TBA might have been referring to Julia Stockton Rush’s brother, Richard Stockton Jr., a New Jersey Federalist who served in the U.S. Senate from 1796 to 1799 and would run for governor in 1801 ( Biog. Dir. Cong. ).

7.

Mark, 13:32.

8.

The passage cited by TBA is from an essay by “C.” on the soul, the passions, and vanity in Joseph Addison’s The Spectator, No. 255 (22 Dec. 1711).

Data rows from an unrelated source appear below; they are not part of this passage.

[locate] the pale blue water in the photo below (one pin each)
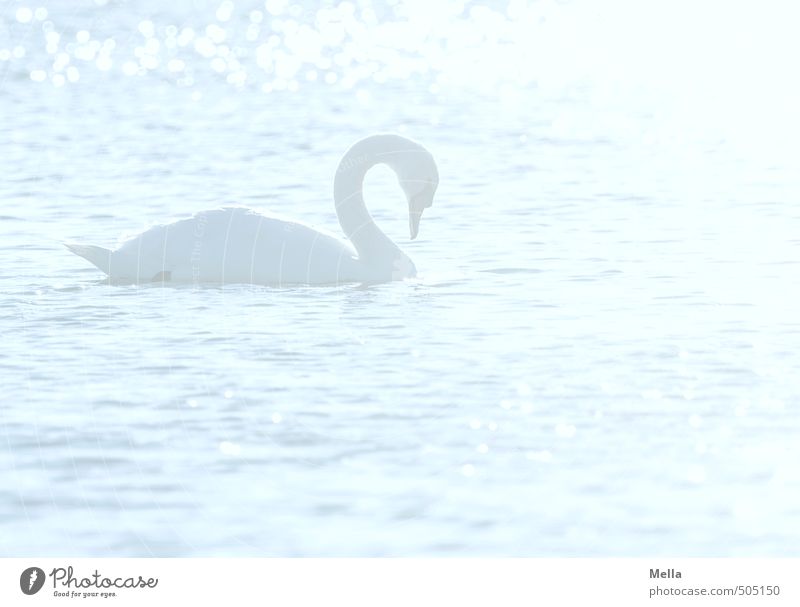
(600, 355)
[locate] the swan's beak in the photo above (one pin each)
(413, 223)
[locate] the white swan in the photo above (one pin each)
(239, 245)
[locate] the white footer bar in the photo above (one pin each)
(407, 582)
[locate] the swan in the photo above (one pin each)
(239, 245)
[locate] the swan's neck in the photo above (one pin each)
(373, 246)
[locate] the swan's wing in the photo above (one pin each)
(237, 245)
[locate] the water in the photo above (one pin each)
(599, 357)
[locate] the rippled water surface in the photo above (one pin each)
(598, 358)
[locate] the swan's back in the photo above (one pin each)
(235, 245)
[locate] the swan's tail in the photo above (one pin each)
(97, 255)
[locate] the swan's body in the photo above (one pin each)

Abigail Adams to John Adams, 27 October 1800 Adams, Abigail Adams, John
Abigail Adams to John Adams
my Dearest Friend Quincy October 27 1800

after a sleepless night I begin my journey, with an anxious mind, tho not a desponding one.1 My dear sister is I hope out of danger, tho So low and weak as not to be able either to stand or walk. Mrs Norten whom we had all buried in our expectations, is getting up again. thus have I cause of comfort that Death has not enterd their Doors whilst in my own family I have cause to mourn the Death of poor Jackson whom last week I burried. the two shipleys were also threatned with the same fever and Mrs Porter. to all of them & to mrs smith the doctor administerd Emetic’s & calomil they are all better— shipley however is not yet out—

I have been anxious that I have not heard from you. I have made all the haste I could under the circumstances of distress in which my sisters family have been, four others having the fever bad. my own weak state of body, and the agitation of My mind from the sudden death of Jackson, and the apprehension of the fever upon others has distrest me greatly— new cases daily occur—

Shipley and the two Girls I send off tomorrow. Becky I hope will Deliver You this. My journey is a mountain before me, but I Must climb it. Mrs smith I take to N york— Ever yours—

A A2

P s I will write you upon the road

RC (Adams Papers); addressed by Louisa Catharine Smith: “The President of the United States / Washington”; endorsed by William Smith Shaw: “Mrs. Adams / rec 4 Nov.”

1.

After departing Quincy on 27 Oct., AA stopped in New York to see CA and arrived in Philadelphia on 9 November. She left that city on 11 Nov. and arrived in Washington, D.C., on 16 Nov. ( AA to Mary Smith Cranch, 10 Nov.; AA to JA, 11 Nov.; AA to AA2, 21 Nov., all below).

2.

AA also wrote to Elizabeth Smith Shaw Peabody, on 26 Oct. (DLC:Shaw Family Papers), describing the Quincy epidemic and reporting that “Sister Cranch has been the most dangerous, and is now the weakest and most reduced.”